The article identifies the case manager’s dilemma as a defining tension. Navigators help people comply with policies they may personally oppose, funded by systems they may view as harmful, balancing fidelity to policy requirements with advocacy for individuals whose circumstances do not fit policy categories. They need training covering not just policy mechanics but trauma-informed approaches, motivational interviewing, and recognition of when system failures require escalation rather than individual adaptation.
An “exhaustion economy” runs through the entire human infrastructure. Case managers are exhausted. Navigators burn out. Community organizations stretch beyond capacity. Individuals seeking help are exhausted from life circumstances before adding navigation burden. When exhaustion is widespread across people in similar roles facing similar demands, it is systemic, not individual. Systems that require unsustainable human effort are poorly designed systems, and the solution is redesigning systems to require less human effort or providing adequate resources for the effort required.

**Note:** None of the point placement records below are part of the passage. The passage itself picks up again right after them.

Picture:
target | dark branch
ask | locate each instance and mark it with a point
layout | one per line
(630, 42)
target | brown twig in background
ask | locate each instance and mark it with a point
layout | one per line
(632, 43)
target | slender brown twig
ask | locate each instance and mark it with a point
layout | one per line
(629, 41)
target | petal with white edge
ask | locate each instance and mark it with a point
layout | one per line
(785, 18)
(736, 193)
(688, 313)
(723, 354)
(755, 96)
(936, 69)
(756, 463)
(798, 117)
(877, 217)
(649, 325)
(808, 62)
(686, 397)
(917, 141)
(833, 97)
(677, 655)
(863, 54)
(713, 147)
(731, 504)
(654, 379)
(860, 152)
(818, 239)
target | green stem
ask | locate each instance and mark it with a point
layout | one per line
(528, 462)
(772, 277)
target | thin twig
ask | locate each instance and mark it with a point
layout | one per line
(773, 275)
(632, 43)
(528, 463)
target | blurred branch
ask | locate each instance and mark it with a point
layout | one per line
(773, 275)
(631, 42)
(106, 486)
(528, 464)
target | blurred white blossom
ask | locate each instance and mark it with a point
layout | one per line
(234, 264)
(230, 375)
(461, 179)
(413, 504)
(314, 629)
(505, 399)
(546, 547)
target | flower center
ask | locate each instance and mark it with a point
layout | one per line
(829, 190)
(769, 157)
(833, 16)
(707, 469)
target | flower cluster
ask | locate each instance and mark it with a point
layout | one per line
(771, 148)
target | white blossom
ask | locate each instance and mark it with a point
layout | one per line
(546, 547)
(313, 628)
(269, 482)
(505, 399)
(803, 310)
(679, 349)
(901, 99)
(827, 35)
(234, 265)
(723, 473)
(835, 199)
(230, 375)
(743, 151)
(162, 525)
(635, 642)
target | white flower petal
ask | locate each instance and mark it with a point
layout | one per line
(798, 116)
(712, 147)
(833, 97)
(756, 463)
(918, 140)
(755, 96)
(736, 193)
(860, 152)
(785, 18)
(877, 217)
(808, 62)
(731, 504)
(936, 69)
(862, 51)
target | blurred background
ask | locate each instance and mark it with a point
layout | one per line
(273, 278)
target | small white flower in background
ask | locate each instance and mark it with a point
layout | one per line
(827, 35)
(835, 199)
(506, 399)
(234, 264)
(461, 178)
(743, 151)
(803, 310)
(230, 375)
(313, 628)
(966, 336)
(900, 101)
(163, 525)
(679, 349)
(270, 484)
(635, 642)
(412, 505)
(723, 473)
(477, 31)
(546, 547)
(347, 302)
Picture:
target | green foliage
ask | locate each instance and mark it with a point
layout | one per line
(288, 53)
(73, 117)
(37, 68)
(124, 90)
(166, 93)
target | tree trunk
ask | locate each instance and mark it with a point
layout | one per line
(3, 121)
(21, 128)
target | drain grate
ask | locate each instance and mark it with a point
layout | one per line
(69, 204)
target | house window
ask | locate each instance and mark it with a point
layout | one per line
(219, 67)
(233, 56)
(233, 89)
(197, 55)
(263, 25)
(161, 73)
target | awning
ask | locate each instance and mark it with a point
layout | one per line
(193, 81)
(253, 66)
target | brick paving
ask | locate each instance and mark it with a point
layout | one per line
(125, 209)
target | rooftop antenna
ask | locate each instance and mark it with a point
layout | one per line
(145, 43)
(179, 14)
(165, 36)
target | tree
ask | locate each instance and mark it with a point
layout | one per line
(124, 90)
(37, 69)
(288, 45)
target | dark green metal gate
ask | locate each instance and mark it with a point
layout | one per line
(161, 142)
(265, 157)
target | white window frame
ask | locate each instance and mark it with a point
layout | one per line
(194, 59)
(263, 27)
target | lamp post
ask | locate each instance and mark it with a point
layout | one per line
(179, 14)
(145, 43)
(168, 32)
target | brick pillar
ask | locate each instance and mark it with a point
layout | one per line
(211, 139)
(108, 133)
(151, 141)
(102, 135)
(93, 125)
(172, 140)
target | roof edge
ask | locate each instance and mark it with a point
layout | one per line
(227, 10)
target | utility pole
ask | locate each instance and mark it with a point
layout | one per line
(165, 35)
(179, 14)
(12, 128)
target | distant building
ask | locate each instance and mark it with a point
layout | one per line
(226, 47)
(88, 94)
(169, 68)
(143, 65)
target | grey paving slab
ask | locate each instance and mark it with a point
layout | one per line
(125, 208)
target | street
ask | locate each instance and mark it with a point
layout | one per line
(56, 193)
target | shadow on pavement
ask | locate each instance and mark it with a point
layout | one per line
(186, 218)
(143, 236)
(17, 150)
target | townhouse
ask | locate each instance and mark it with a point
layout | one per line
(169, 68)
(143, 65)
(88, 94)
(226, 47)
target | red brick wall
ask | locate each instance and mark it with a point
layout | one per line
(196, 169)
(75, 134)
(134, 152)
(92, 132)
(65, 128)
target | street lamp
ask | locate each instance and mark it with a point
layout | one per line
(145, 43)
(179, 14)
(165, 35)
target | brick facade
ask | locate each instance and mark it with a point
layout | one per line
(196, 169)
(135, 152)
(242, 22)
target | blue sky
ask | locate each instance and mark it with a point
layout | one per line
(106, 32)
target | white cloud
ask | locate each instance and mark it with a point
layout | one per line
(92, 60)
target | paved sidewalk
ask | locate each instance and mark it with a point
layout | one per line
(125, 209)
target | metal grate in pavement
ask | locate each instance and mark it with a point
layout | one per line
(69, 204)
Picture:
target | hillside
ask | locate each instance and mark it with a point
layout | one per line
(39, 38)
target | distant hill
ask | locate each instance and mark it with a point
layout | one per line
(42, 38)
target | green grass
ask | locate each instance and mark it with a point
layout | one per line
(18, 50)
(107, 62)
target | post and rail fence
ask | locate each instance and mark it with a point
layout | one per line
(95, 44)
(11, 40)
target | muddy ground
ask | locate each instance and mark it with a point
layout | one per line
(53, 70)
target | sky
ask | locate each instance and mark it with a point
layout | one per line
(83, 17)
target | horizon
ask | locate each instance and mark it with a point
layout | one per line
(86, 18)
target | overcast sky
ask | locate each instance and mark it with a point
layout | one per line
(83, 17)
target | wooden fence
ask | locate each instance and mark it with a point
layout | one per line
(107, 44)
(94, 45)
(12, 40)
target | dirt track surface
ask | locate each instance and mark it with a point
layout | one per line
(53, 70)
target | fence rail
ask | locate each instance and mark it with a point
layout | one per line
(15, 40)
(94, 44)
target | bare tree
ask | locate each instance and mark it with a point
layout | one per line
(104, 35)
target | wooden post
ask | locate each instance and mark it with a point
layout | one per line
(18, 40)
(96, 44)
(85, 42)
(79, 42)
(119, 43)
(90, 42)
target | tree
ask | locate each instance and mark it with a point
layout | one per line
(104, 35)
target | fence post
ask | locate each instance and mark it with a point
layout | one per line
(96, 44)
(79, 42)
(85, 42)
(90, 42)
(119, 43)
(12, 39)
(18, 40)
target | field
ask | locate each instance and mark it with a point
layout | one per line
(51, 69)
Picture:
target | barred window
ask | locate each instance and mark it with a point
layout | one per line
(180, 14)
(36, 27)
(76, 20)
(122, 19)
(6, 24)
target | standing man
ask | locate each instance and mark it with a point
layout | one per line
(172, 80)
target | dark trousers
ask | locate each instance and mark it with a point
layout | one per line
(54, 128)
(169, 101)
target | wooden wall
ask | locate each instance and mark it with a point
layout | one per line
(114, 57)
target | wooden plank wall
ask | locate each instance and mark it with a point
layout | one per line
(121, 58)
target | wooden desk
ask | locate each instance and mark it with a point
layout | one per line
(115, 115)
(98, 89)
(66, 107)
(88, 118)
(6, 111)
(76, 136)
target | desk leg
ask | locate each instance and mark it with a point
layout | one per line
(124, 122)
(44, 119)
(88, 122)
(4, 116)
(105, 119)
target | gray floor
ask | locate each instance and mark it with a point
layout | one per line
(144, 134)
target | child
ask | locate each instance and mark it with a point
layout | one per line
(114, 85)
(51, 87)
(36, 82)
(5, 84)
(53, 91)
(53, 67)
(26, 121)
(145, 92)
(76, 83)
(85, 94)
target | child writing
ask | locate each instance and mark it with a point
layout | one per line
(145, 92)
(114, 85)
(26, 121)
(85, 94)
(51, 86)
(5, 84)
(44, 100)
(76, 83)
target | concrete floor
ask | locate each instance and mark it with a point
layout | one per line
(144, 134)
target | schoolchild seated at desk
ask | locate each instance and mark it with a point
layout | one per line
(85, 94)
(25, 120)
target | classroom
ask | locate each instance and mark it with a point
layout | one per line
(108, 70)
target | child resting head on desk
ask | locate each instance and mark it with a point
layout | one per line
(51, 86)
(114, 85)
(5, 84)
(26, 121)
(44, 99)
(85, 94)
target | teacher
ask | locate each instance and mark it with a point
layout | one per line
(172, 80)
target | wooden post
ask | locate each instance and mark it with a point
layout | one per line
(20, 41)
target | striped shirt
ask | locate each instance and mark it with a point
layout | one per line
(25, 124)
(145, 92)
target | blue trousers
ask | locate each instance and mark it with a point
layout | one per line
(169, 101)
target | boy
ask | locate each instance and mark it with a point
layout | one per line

For state Medicaid directors, the article makes clear that federal requirements specify verification and exemption frameworks but provide minimal guidance on human infrastructure, and the human layer is the component determining whether technical and policy infrastructure actually functions. Directors must budget for human infrastructure proportional to technical system complexity and exemption rigor. For MCO executives, the member struggling with work verification is probably also struggling with medication adherence and appointment attendance, and care coordinators must address all of it simultaneously. For community organization leaders, the article documents their essential yet impossible position: essential because technical systems cannot handle complexity, impossible because funding is inadequate to need and responsibility for system failures they did not cause falls on them.